The team tested MTL across 6 heterogeneous benchmarks using models like GPT-5-mini and DeepSeek V3.2.

| Benchmark | Improvement (MTL-Insight) | Key Takeaway | | :--- | :--- | :--- | | SWEBench-Verified | +4.0% | Better repository navigation. | | MLGym-Bench | +8.3% | Improved experimental discipline. | | ReplicationBench | +7.8% | Stronger scientific reasoning. |

Figure 2: Performance gains across various LLMs.
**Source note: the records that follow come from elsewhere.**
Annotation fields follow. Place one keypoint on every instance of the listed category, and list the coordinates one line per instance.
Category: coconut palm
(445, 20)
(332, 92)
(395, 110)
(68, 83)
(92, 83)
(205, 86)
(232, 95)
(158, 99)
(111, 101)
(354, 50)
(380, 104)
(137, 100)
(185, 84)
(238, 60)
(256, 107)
Note the consistent improvement when using high-level Insight transfer.

Deep Dive: How Memory Actually Helps

Interestingly, only 5.5% of the performance gain came from transferring actual algorithms. The vast majority of the "win" came from Meta-Knowledge, such as:

• Iterative Workflow Discipline: "Edit small, test immediately."
• Anti-Pattern Avoidance: "Don't blindly overwrite files without checking dependencies."
• Environment Adaptation: "How to handle bash vs. sh idiosyncrasies."

Figure 3: t-SNE visualization showing that Task and Trajectory memories are clustered (siloed), while Insight memories are intermingled (generalized) across all domains.

Conclusion: A New Blueprint for Self-Evolving Agents

The findings establish three critical design principles:

1. Abstraction is King: To transfer knowledge, you must strip away the task-specific "noise."
2. Cross-Model Synergy: Memory can be transferred from stronger models (like GPT-5) to weaker ones, serving as a form of "on-the-fly" distillation.
3. Scale is Data-Dependent: The effectiveness of MTL scales linearly with the size of the cross-domain memory pool.

The Future: Instead of training massive, domain-specific coding models, we should focus on building tiny, agile agents that share a massive, global "Insight Pool." This paper shows that in the world of AI coding, wisdom is universal.